Right now, under these stats, and playing by the rules laid out for unions in the legislation, the odds are not great for you to succeed in forming a union. This backs up information that indicates most attempts at forming a new union in a workplace fail. But that doesn’t just have to do with worker support; it also has to do with how the system for getting a union makes it very difficult. Workers do not get the rights that come with unionization until they reach certain thresholds — a certain percentage of authorization cards, a majority in an election — often while facing union-busting and retaliation in the process.

What polls can’t show

Another important statistic in this study is that between 67% and 77% of people in unions would prefer to be in a union — much higher than the general population. There are some simple possible explanations for this.

One is that people who are in unions know the benefits. This makes them less susceptible to anti-union propaganda from those with money and power.

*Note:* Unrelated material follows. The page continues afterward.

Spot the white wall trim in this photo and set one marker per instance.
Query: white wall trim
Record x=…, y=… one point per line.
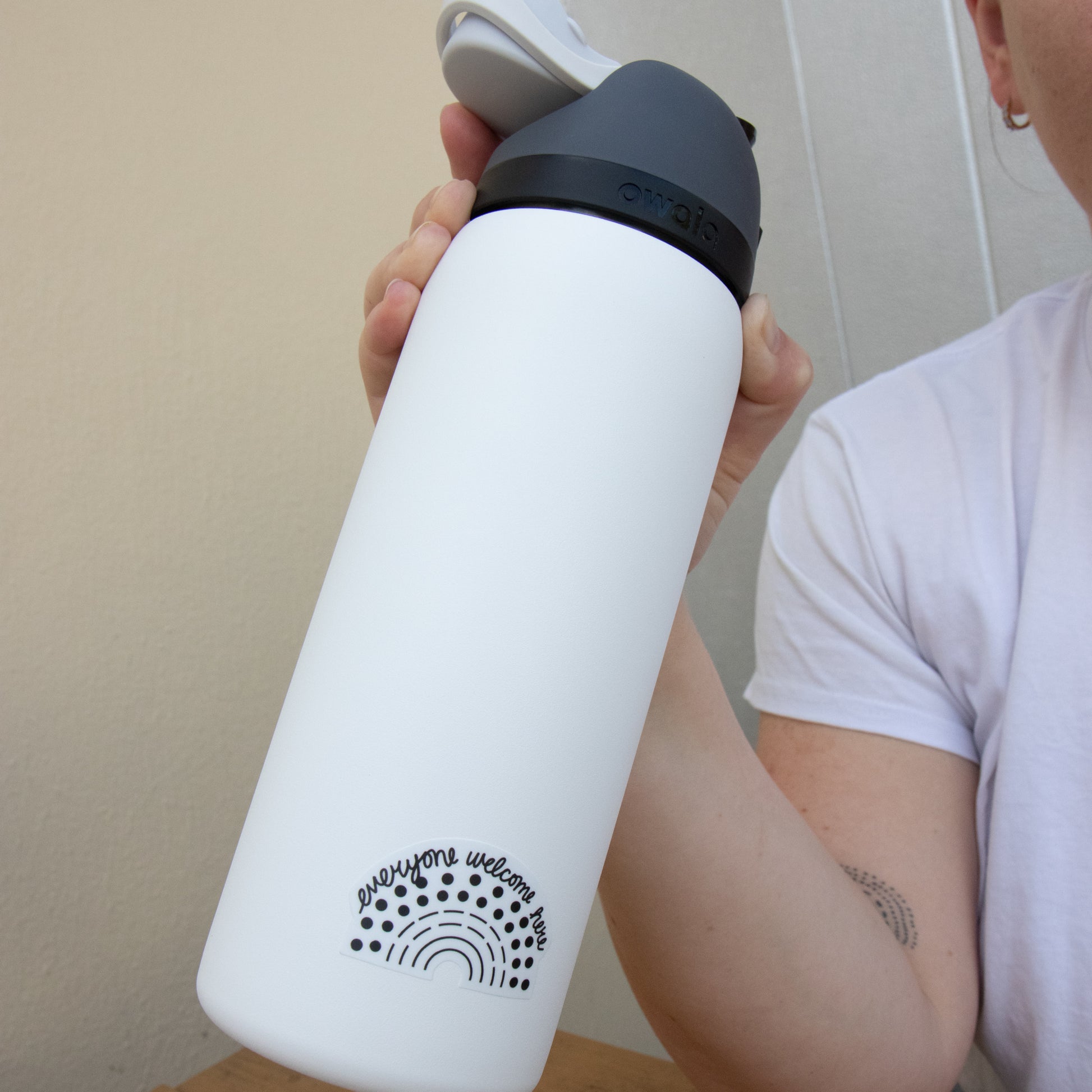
x=794, y=52
x=978, y=197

But there’s more to it than that.

As explained above, joining a union is not an individual choice: the process for getting into a union in most cases does not involve your individual preference, but a group decision made by people at work at one point in time. It’s a vote by a proposed bargaining unit, not a matter of people just signing up for membership.

The collective nature of union politics is something you can’t see in opinion polling. That’s the liberal bias of polling. If you ask questions as a matter of individual opinion, you are going to get an answer that really only reflects abstract preference. The Abacus poll is measuring a decision as a matter of individual conscience that no one actually makes as a matter of individual conscience.

So the argument about union members seeing the benefits only scrapes the surface. Workers who have fought together and won something are going to see the union that was the vehicle for that struggle as a good thing.

What it really takes to grow the labor movement

I would put to those who want to grow the labor movement that the more people participate in, and are a part of, exercising that group power, the sooner they will see the union as something effective in making their lives better. Striking does this. Arbitrated first contracts do not. Direct action on the job does this. Grievance procedures, OH&S complaints and consultation with the employer do not.

There are two poles in any union campaign — and really in any work a union does. One pole is confidence in the collective power of the group. The other pole is fear, or a lack of trust in one’s peers and in the collective power of the group. Unions have at least partially won the fight in a workplace if the workers have some faith in the union’s ability to get concessions. But workers also need to be actively involved in the struggle.

The legal processes in our country mostly undermine the dynamic of building collective power. Those processes makes it so that the level of unionization does not line up with the level of support unions actually have. In order for labor to get its numbers back, it needs to get its power back. And in order to get its power back, labor needs to realize that, from the certification process to the grievance process, the box created by the law was created mostly to suffocate labor power.